The formation of the Alpha Big Five basketball team in 1908 meant that two of New York City’s three original powerhouse all-black basketball teams — namely, the Alphas and the St. C.’s, not counting the temporary Marathon club — had been organized and were operated by first-generation Caribbean immigrants. This inspired similar efforts within the West Indian community, like the creation of the St. Cyprian Athletic Club. Also formed in 1908, this organization was modeled after the St. Christopher Club in that it was the sports arm of the newly established St. Cyprian Episcopal Church.
St. Cyprian Church stood in Manhattan’s San Juan Hill section — the city’s second-largest black enclave, located where Lincoln Center is today. A man named John W. Johnson was the pastor of this church’s predominantly working-class Caribbean congregation. The St. Cyprian A.C. was unique because it had a playground as well as a small gymnasium that was part of the church’s parish house. Though small, their gym was “the best possessed by any of the New York or New Jersey clubs,” according to the Smart Set’s Lattimore. This allowed the church to form a youth basketball team known as the “Speed Boys,” which won several New York area championship titles during the 1910s. The team featured the pastor’s son, John H. Johnson, who in 1920 would become the first African-American player on Columbia University’s varsity basketball team.

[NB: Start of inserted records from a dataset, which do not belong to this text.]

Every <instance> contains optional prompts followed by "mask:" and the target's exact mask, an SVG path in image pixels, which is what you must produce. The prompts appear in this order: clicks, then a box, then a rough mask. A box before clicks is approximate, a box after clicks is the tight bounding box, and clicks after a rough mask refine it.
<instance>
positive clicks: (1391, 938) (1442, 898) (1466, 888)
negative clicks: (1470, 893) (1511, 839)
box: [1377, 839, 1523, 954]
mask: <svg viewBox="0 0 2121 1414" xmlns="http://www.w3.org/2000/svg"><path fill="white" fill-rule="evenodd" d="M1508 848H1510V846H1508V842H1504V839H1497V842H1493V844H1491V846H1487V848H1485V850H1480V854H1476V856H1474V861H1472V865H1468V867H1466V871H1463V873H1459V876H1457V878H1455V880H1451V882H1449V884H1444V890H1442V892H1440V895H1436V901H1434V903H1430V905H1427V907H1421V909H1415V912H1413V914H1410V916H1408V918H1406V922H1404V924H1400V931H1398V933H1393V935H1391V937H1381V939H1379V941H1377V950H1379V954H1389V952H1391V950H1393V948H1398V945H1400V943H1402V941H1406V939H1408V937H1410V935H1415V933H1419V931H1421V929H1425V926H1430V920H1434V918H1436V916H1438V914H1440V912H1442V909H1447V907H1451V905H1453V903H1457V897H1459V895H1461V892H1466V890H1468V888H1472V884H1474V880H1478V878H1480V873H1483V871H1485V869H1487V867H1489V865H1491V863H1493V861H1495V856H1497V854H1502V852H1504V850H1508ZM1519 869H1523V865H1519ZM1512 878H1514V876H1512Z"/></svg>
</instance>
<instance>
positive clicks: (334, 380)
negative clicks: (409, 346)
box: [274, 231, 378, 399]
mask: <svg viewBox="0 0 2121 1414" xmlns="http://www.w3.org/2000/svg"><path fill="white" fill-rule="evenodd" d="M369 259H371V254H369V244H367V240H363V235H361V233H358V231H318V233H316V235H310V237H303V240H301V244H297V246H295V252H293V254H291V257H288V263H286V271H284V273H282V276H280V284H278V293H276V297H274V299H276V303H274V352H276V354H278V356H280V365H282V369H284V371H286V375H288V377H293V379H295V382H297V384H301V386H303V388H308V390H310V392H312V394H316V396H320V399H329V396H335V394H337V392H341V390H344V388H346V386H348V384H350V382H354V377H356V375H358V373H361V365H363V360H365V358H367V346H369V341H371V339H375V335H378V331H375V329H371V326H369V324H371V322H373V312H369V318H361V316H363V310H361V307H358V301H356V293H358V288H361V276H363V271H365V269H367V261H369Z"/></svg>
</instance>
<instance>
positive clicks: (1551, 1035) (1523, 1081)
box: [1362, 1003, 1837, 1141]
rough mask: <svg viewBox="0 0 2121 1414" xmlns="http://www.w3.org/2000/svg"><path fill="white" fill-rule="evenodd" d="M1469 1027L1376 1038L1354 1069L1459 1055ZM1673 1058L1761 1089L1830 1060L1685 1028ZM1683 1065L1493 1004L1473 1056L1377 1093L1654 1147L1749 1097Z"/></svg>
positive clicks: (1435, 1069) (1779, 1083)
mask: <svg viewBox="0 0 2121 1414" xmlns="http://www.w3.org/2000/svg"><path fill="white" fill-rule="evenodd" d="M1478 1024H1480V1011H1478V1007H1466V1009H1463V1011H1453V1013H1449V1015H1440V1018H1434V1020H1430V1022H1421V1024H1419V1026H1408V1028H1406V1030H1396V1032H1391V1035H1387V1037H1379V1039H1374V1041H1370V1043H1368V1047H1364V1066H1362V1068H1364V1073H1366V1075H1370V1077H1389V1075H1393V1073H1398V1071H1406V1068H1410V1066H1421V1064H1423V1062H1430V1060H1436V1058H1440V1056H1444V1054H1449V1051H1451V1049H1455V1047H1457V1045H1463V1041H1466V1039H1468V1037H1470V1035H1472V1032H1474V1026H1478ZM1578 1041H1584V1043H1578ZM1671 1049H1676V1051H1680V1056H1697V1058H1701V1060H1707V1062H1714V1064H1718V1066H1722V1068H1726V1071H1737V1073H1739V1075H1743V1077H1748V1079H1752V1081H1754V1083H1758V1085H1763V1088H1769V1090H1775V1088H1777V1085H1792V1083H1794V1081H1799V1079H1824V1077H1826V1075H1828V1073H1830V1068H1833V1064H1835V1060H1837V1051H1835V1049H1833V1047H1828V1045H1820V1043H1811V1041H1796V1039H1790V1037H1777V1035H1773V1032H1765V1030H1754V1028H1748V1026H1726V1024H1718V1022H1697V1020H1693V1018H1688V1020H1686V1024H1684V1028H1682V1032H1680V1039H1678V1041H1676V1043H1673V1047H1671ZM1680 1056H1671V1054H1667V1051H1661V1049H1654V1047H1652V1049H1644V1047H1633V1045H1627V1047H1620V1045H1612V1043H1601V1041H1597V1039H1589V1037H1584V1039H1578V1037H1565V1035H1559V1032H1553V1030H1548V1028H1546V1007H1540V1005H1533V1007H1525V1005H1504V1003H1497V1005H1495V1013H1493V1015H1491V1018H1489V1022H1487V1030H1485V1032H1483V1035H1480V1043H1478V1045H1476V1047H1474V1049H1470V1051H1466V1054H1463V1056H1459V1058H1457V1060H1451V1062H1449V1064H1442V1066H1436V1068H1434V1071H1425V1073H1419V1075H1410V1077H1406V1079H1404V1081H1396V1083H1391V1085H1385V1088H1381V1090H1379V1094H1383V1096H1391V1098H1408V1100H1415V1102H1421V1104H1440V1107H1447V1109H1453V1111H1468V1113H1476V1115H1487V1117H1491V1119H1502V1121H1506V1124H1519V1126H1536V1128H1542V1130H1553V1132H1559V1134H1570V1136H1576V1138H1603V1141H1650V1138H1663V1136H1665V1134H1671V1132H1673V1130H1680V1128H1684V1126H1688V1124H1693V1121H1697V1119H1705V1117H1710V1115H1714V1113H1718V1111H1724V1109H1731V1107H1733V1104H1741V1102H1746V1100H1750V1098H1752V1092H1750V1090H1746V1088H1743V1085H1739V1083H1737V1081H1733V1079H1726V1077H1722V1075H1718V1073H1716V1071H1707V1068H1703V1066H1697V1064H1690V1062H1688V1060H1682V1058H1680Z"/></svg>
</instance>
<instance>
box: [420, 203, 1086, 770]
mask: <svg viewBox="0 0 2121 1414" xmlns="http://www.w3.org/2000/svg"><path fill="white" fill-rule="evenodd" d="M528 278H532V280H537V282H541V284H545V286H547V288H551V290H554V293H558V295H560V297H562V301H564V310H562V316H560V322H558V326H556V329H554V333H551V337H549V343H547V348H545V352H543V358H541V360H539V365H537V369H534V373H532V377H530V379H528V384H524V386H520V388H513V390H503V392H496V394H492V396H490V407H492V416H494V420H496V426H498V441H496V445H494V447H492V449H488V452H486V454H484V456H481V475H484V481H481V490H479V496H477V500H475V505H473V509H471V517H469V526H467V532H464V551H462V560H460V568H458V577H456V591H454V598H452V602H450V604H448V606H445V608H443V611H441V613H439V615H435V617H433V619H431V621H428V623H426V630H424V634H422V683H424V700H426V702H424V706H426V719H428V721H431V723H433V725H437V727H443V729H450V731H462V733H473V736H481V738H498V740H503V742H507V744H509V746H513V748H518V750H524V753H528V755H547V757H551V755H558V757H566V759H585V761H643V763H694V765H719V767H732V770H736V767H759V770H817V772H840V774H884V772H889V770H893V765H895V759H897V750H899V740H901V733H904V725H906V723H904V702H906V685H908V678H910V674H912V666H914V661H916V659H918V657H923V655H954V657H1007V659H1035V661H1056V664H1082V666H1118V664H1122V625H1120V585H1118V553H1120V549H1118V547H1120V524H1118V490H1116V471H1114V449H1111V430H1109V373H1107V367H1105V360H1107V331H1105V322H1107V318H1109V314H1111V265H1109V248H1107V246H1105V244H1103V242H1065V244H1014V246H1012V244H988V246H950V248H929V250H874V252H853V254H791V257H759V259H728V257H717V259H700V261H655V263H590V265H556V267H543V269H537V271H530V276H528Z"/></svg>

The younger Johnson would be ordained in 1923 and assist his father at St. Cyprian Church for several years, before becoming the immensely popular pastor of St. Martin’s Episcopal Church in Harlem. While he was there during the 1910s, the athletic facility at St. Cyprian became a well-known social center for the children of foreign-born as well as American-born blacks. It also helped spread the “gospel” of basketball further among African-Americans, particularly among West Indians.
One such “convert” to basketball was a St. Kitts native named Robert “Bob” Douglas. Douglas, a sturdy athlete who stood about 5-feet 9-inches tall, formed the multi-sport Spartan Field Club in 1908, a year after he immigrated to New York City. The Spartan F.C., which drew on the popularity of cricket among West Indians, also formed teams in soccer, boxing, football, track, and eventually basketball. When the club’s Spartan “Braves” hoops team was officially introduced in 1915, Douglas himself would be in the lineup as a guard.
Moreover, his outlook and willingness to learn allowed Douglas to rise quickly in stature as a team operator among his West Indian basketball peers. Meanwhile, his Spartan Braves were soon considered to be in the highest ranks of local amateur African-American teams.
Although other all-black New York City area basketball teams were organized and became relatively successful during the 1910s, the three Caribbean-controlled clubs — the Alphas, the St. Christophers, and the Spartans — stood apart. The popularity of hoops among African Americans there grew — and so did the influence of West Indians in the sport — as these organizations expanded their schedules, their attendance, and their incomes through promotion, publicity, and outright talent.